The general impression from the media is that that side of the left has to stop being so rigid, and is. I think it's an important part of the conversation to actually show that not everyone on the left thinks that being white equals being a white supremacist or whatever.
People like that read social media, and if they can see there is actually an alternative to being an SJW or an Alex Jones fan - hey, there are actually people on the left who think some that stuff is bullshit and extreme too - then it's more worthwhile as activism than a lot of online political conversation.


a) yes I can see these people don't have as much power (outside a few student organisations and other cliques)
b) their vociferous activities (as reported by a media who could have ignored them more if they'd known the potential effects) *are* steering some people who were on the left towards more rightwing opinions because if you object to that stuff, look for others who feel the same and happen not to know a few other really decent people on the left who also do, the stuff you end up reading is broadly right wing.
As I've said either here or elsewhere I think the climate situation is too far gone and too serious for something like the Paris agreement to be much more than pissing in the wind anyway. So yeah, Trump is somewhat worse than business as usual under Hillary, but it's not like she would have really made large scale change.



It has been obvious for some time that the right's strategy has been to transition smoothly from "we don't have enough evidence" to "it's too late".
I still don't quite understand why they're doing it though. Large-scale destruction of the Earth's ability to sustain life doesn't really seem to be in anyone's interests. The explanation that makes most sense is that people aren't actually rational, and only operate on short-term reasoning. All other species are like that: why should we be different?


White male Americans don't need identity politics - they are the identity of politics. All you PC-bashing Dick Spencer types all I gotta say is boo-fuckin-hoo.

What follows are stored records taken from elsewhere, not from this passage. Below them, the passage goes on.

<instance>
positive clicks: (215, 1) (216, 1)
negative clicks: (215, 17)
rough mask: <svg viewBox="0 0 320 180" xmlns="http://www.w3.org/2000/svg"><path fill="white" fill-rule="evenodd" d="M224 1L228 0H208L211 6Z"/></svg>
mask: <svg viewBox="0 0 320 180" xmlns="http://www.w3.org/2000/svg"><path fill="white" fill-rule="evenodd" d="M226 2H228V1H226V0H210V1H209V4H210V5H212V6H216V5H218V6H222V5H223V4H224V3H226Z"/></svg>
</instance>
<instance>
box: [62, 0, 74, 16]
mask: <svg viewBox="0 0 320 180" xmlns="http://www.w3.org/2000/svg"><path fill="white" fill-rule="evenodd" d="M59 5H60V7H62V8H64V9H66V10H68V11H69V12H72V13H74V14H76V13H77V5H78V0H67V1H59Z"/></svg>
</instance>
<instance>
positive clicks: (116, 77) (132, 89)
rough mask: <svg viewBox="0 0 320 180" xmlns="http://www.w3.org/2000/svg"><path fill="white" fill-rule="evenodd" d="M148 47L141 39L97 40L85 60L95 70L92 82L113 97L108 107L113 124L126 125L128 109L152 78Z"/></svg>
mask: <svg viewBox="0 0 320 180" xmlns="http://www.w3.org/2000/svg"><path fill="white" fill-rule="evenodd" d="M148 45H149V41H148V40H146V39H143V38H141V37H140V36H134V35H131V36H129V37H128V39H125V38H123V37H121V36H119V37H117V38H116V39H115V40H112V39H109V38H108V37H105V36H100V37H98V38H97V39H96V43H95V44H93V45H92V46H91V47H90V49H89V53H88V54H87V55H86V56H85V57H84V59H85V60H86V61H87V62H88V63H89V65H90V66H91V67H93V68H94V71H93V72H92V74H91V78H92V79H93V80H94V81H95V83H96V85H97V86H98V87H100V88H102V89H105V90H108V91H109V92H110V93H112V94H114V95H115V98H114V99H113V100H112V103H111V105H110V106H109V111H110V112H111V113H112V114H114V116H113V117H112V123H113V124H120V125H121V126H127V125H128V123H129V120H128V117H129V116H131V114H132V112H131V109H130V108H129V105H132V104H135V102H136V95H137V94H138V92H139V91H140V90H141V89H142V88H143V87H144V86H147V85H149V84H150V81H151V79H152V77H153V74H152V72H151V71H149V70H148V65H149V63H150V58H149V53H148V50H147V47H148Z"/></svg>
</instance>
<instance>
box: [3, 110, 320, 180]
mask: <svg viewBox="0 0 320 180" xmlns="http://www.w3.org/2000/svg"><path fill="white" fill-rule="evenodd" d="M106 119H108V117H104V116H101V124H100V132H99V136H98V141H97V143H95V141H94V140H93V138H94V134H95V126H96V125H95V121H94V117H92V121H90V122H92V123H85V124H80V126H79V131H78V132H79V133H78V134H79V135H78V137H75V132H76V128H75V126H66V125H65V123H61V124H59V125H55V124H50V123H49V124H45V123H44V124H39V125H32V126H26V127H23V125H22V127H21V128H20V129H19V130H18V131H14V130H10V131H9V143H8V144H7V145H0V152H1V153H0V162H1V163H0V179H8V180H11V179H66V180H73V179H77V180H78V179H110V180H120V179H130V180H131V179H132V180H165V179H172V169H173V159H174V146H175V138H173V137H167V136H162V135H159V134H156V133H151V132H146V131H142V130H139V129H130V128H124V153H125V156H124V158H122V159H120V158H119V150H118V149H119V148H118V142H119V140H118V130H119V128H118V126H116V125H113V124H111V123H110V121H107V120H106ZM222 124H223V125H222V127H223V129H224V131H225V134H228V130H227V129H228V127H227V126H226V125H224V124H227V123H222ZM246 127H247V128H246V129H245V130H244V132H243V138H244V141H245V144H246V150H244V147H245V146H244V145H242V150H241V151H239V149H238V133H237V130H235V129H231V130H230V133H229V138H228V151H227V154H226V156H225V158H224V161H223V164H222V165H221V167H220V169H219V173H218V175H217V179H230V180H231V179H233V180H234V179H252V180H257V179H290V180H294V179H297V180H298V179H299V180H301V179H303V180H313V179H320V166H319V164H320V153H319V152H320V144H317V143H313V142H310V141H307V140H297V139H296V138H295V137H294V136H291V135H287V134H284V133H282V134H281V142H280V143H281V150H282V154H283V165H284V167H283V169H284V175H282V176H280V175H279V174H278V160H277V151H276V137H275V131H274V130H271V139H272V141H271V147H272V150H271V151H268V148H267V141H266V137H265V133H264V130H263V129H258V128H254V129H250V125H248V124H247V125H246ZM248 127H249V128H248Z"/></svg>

Never underestimate humanities' ability to believe what is in its selfish interest to believe and ignore the rest. From interaction with people at pretty high levels in a number of oil majors I can confirm that what happens is that the 1 piece of research that allows them to keep doing what they are doing, trumps the 1000 pieces of research that show the opposite.
But something like this: http://corporate.exxonmobil.com/en/en...
gives a good indication of how the self-rationalisation works - they admit to the need to slow down climate change etc but the emphasis is more on the demand, the need, and the "vital" role their products play - and that only "practical solutions that are reliable, affordable and cost effective" should be considered (look at p31 of the full version of the report on the linked page)
Sigh - the president can't order a wiretap, that's not legal. So the question is only if Trump is utterly stupid and ignorant of the law (he is) or if this is some kind of calculated maneuver to distract from the Russia revelations (it probably is) - if it's the former he's delusional and really needs to study law, if it's the latter I got to say that's a pretty lame attempt.